Since March 6, he has stayed at the medical center to be ready whenever a new suspect is reported.

"Sometimes we finished our work after midnight, took a shower, had instant noodles, and passed out," he recalled.

As the pandemic worsens, Linh called his father two days ago to convince him, a taxi driver, to stop working and remain at home.

Linh after a working day. Photo bvy VnExpress/Phan Duong.

Linh after a working day. Photo by VnExpress/Phan Duong.

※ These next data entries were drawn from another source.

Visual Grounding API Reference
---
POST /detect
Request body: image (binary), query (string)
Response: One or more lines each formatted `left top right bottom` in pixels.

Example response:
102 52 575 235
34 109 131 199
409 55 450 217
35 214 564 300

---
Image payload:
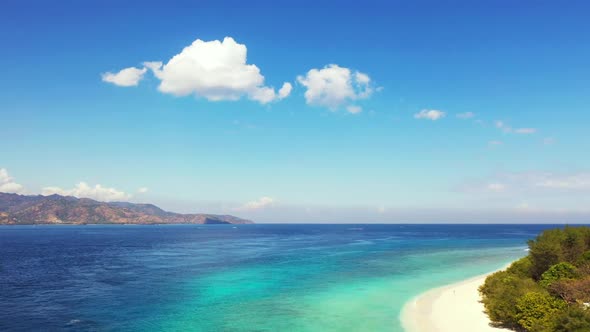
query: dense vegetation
479 227 590 332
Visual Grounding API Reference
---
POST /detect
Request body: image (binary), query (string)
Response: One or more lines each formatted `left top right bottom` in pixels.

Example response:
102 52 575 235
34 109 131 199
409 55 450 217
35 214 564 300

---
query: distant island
0 193 254 225
479 226 590 332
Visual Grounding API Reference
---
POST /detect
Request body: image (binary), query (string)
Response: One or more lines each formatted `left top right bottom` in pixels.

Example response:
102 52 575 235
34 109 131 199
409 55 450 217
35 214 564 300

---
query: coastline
400 264 511 332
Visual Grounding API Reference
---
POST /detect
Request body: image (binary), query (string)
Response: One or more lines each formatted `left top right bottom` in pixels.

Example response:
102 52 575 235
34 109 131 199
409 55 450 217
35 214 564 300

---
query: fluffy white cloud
495 120 537 135
297 64 374 111
346 105 363 114
0 168 23 193
487 183 506 192
514 128 537 135
457 112 475 119
139 37 292 104
488 141 502 146
102 67 147 87
239 196 275 210
414 110 446 121
464 171 590 196
41 182 132 202
534 173 590 190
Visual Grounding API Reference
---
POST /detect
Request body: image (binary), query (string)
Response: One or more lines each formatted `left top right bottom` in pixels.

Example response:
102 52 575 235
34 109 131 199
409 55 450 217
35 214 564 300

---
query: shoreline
400 262 512 332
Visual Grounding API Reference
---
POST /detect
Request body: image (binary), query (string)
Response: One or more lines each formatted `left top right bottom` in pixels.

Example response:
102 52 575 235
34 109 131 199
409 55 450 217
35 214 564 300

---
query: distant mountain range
0 193 253 225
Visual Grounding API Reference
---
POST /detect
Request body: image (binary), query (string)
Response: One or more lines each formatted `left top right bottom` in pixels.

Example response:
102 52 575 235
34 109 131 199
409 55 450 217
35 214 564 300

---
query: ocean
0 224 557 331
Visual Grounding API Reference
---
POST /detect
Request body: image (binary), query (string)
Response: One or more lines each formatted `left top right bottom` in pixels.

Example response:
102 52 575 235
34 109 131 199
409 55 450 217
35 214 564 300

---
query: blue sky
0 1 590 222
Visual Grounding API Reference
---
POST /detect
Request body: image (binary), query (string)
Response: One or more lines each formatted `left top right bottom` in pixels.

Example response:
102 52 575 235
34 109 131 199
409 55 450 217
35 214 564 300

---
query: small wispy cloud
414 109 446 121
488 141 502 147
101 67 147 87
238 196 275 211
0 168 24 194
297 64 375 114
457 112 475 120
495 120 537 135
41 182 133 202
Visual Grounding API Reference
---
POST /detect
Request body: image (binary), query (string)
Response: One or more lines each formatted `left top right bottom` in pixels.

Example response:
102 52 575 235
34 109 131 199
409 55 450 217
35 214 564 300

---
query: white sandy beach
401 272 510 332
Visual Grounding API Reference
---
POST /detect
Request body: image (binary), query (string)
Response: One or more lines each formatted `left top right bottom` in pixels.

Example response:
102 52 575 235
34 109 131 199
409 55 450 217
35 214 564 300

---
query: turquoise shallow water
0 225 552 331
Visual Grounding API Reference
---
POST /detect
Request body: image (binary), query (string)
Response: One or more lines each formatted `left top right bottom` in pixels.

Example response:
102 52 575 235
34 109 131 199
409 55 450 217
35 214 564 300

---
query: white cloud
534 173 590 190
488 141 502 146
514 128 537 135
238 196 275 211
0 168 24 194
297 64 374 111
487 183 506 192
457 112 475 119
279 82 293 99
41 182 132 202
137 37 292 104
414 110 446 121
102 67 147 87
472 171 590 199
346 105 363 114
495 120 537 135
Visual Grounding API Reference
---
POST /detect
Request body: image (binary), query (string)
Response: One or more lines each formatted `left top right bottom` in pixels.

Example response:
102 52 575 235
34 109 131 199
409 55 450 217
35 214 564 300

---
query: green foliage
553 305 590 332
479 271 542 328
516 292 566 331
480 226 590 332
506 256 533 278
561 227 586 264
549 276 590 303
529 230 563 280
539 262 577 287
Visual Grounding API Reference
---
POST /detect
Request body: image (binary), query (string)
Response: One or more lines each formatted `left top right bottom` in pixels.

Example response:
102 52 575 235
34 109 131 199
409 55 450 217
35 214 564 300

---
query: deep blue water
0 224 568 331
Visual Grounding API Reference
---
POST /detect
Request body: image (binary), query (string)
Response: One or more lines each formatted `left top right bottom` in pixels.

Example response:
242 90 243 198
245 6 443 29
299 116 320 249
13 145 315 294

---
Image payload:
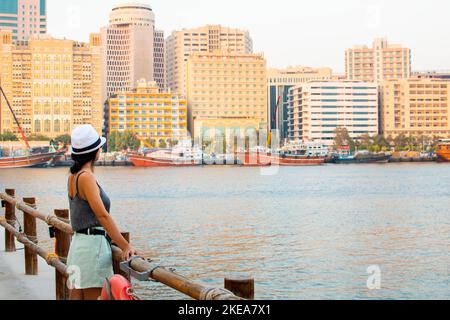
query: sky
47 0 450 73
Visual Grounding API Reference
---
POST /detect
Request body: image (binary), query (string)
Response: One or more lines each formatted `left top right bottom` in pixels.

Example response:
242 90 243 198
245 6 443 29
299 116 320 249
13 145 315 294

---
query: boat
127 141 203 167
332 146 391 164
239 142 328 167
0 86 66 169
272 141 329 166
237 146 272 167
436 139 450 162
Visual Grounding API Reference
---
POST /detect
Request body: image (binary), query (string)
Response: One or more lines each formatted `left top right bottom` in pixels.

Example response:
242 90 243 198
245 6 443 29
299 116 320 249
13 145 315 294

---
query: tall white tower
102 3 155 100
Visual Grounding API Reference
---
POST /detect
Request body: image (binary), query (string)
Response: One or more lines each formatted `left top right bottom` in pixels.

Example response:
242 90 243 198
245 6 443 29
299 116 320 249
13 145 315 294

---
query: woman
67 125 136 300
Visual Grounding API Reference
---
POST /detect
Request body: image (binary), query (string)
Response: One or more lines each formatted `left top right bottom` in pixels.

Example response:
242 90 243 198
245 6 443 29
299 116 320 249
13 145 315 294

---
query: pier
0 189 254 300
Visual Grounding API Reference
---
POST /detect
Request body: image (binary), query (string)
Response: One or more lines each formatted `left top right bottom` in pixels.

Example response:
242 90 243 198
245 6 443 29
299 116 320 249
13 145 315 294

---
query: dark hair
70 150 98 174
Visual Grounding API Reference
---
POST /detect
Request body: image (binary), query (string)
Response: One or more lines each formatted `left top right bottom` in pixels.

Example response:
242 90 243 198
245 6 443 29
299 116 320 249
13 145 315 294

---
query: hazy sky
47 0 450 72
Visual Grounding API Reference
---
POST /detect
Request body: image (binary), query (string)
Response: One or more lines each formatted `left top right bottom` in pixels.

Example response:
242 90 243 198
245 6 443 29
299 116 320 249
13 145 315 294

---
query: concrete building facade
187 51 267 137
153 30 166 90
267 67 333 139
101 3 155 100
381 78 450 138
345 39 411 82
288 81 379 146
109 79 188 143
0 0 47 42
0 31 102 138
166 25 253 94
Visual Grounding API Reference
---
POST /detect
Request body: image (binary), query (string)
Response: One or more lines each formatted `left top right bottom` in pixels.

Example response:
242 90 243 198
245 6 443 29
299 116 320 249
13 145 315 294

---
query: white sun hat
70 124 106 155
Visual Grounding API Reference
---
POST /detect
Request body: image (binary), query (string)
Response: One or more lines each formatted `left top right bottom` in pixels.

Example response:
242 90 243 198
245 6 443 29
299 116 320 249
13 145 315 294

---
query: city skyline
47 0 450 73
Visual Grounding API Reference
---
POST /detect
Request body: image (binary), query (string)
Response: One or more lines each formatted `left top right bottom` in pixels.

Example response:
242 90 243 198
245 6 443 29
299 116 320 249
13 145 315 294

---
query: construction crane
0 86 31 150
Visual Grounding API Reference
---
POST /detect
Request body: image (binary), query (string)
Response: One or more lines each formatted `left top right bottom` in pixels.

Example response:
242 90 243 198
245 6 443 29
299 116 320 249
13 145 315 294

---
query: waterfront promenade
0 228 55 300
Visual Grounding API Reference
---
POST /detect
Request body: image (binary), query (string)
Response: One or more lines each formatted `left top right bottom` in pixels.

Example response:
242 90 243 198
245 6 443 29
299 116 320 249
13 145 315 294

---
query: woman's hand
122 244 137 261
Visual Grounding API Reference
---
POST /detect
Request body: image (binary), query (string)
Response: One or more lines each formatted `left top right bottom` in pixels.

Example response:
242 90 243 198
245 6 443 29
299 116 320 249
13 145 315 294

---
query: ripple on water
0 164 450 299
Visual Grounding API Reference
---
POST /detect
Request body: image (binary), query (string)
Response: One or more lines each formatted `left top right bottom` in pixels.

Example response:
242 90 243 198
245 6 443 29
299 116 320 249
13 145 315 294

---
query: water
0 164 450 299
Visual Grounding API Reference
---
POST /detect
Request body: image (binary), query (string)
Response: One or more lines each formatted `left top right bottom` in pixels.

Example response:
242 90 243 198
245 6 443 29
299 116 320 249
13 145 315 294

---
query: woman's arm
79 173 136 260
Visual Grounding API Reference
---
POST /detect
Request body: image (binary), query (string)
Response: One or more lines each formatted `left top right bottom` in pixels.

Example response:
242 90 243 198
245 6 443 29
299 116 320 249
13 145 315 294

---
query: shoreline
0 227 56 300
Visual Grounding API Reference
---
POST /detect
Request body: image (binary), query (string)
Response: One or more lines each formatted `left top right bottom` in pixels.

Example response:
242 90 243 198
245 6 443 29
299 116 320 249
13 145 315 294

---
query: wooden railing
0 189 254 300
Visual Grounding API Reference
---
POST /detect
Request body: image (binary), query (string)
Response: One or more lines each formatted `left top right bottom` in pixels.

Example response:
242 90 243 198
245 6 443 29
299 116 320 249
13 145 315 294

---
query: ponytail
70 150 99 174
70 160 83 174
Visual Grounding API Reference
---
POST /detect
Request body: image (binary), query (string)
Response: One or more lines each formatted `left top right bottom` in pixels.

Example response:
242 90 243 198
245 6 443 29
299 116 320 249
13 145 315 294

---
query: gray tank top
69 172 111 232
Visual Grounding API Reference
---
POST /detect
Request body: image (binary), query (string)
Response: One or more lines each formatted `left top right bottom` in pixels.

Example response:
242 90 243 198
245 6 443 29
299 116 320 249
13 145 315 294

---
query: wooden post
113 232 131 281
23 198 38 276
5 189 16 252
55 210 72 300
225 278 255 300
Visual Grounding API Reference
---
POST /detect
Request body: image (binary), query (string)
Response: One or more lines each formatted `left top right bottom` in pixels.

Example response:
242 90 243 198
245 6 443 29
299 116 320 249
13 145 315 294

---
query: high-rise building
267 67 333 139
345 39 411 82
288 81 379 146
166 25 253 94
109 79 187 143
154 30 166 90
380 78 450 138
101 3 155 100
0 31 102 138
0 0 47 42
187 51 267 137
411 70 450 80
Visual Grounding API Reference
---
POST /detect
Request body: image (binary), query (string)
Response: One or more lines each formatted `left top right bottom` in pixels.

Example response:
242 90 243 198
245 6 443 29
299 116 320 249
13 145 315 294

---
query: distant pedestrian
67 125 136 300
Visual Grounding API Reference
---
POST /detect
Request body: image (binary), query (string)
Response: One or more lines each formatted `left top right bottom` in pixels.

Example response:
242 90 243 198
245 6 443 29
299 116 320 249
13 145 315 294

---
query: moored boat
332 146 391 164
436 139 450 162
127 142 203 167
239 142 328 167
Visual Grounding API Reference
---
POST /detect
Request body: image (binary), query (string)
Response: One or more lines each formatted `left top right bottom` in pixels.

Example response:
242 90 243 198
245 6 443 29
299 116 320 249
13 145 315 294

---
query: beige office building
187 51 267 137
165 25 253 94
101 3 155 101
381 79 450 138
153 30 166 90
109 79 187 142
345 39 411 82
0 31 102 138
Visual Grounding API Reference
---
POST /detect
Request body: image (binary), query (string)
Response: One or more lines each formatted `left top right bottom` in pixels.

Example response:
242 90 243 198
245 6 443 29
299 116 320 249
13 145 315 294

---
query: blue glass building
0 0 47 42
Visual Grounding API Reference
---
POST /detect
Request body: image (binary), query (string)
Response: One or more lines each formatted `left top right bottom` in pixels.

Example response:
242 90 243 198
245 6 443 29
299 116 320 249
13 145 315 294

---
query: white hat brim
70 137 106 155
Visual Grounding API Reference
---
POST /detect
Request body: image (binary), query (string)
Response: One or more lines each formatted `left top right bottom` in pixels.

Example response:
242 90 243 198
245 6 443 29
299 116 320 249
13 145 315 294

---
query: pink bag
100 274 140 301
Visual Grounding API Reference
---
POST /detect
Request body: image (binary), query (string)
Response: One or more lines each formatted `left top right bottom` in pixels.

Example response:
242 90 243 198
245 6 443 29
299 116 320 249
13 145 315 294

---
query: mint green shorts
67 233 114 289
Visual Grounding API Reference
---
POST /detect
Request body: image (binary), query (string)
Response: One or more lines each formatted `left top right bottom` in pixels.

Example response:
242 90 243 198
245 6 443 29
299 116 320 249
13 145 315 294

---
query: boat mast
0 85 31 149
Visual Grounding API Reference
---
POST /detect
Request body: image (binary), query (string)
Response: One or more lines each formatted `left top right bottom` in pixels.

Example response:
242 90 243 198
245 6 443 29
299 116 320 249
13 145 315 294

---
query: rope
21 233 39 244
200 288 234 301
45 253 60 266
0 217 22 232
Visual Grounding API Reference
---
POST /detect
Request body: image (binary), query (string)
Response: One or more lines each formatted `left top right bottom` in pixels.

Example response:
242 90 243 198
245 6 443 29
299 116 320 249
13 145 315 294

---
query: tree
334 127 355 152
0 131 19 141
158 139 167 149
108 131 141 152
394 133 409 151
371 134 391 152
355 133 373 150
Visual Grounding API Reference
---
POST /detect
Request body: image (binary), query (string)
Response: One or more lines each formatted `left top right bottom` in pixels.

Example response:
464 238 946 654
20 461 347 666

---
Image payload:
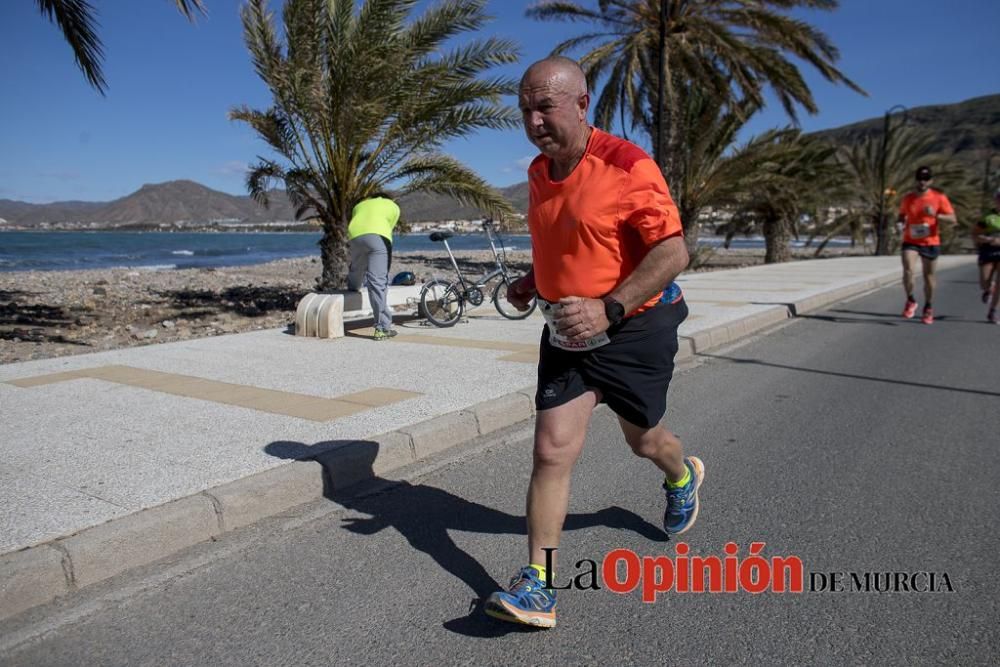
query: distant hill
0 181 295 228
812 95 1000 174
0 95 1000 229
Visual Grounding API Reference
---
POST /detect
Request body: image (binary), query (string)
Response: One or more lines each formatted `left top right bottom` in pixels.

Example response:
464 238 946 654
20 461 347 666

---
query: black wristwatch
601 296 625 326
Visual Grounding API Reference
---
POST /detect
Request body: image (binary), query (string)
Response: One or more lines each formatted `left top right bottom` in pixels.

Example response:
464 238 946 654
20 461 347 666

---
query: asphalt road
0 267 1000 665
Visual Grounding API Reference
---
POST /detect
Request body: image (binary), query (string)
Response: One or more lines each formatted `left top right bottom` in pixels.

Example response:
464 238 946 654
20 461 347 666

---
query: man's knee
534 433 583 468
625 426 676 459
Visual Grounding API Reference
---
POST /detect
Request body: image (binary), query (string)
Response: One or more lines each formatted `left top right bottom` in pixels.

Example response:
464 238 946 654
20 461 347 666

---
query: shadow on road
697 352 1000 396
264 440 666 637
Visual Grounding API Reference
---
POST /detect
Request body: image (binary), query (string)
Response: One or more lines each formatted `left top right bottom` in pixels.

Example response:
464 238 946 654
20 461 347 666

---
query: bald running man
485 56 705 628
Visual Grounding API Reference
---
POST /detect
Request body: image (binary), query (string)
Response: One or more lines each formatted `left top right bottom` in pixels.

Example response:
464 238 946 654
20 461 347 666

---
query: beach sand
0 248 862 363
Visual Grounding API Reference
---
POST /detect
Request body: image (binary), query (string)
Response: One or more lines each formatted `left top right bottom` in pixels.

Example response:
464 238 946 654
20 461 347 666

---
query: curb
0 270 900 621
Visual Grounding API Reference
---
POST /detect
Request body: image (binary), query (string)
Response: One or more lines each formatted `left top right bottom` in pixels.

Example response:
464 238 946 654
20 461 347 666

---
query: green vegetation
527 0 863 251
35 0 205 95
230 0 520 289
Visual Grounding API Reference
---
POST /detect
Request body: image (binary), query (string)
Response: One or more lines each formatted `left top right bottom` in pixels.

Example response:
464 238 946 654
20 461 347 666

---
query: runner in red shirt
898 166 956 324
485 56 705 627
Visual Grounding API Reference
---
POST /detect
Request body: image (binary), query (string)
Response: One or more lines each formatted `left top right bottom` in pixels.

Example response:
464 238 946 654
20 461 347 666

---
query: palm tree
527 0 864 247
230 0 520 290
35 0 206 95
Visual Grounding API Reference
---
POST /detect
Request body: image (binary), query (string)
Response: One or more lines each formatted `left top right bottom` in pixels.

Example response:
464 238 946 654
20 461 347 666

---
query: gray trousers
347 234 392 329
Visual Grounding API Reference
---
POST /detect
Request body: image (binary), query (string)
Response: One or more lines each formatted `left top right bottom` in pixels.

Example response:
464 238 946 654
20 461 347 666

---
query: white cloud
500 155 535 174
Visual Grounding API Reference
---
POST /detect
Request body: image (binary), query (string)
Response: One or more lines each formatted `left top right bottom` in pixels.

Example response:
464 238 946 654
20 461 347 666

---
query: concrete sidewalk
0 256 974 619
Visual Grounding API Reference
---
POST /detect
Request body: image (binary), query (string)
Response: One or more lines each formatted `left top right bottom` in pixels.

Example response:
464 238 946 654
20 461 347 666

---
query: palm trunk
316 220 350 292
678 202 699 259
764 218 792 264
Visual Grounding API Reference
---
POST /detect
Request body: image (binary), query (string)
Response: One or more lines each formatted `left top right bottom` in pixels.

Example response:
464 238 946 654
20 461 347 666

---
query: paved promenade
0 256 974 619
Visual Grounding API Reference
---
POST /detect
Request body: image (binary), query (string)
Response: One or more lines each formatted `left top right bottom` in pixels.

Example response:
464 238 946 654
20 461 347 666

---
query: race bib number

After 10 years working at Cau Giay Medical Center, Luu Danh Nhan has seldom had to work overtime until the Covid-19 pandemic. In the last two months, he rarely goes to bed before midnight and has no weekends.

On March 6, after learning about the nation’s 17th Covid-19 patient, Nhan led a team to Pham Than Duat Street and Trang An residential building, where the drivers of "Patient 17" had been. They sent three F1 (people having close contact with the patient) to a quarantine zone and advised 56 F2 (people having close contact with F1) to self isolate.

"It was 4:55 a.m. when I got to bed. I was sad. Who could have imagined the flight could carry the virus," said Binh, referring to Vietnam Airlines flight VN54 of March 2, carrying several Covid-19 patients.

Six days later, Vietnam recorded its 39th patient, living in Cau Giay District. It took Nhan and his teammates 12 hours to investigate the patient’s epidemiological history and find all F1 and F2 suspects. After 9 p.m., they started disinfecting the building where the patient stayed.

Nhan said he was too busy to worry.

He also works as an advisor, talking with local citizens and convincing them to quarantine in case they had contact with an infected patient.

There was an "F1 woman" who was placed under quarantine and kept calling Nhan to talk about her concerns at the facility. Nhan told her about the difficulties doctors and medical staff are facing. She subsequently thanked him for making her understand her responsibility amid the pandemic.

As of Wednesday, Cau Giay District had six Covid-19 patients with Hanoi having recorded 85 in total. Nhan never forgets to tell everyone he talks to the next two weeks will be integral in the fight against the virus.

Nhan and others in his team all believe the pandemic would be over soon.

Vietnam has recorded 212 Covid-19 cases so far, of whom 58 have recovered and been discharged. Many of the active cases are Vietnamese nationals returning from Europe and the U.S., foreigners coming from the same regions and those who’d come into contact with both groups of people.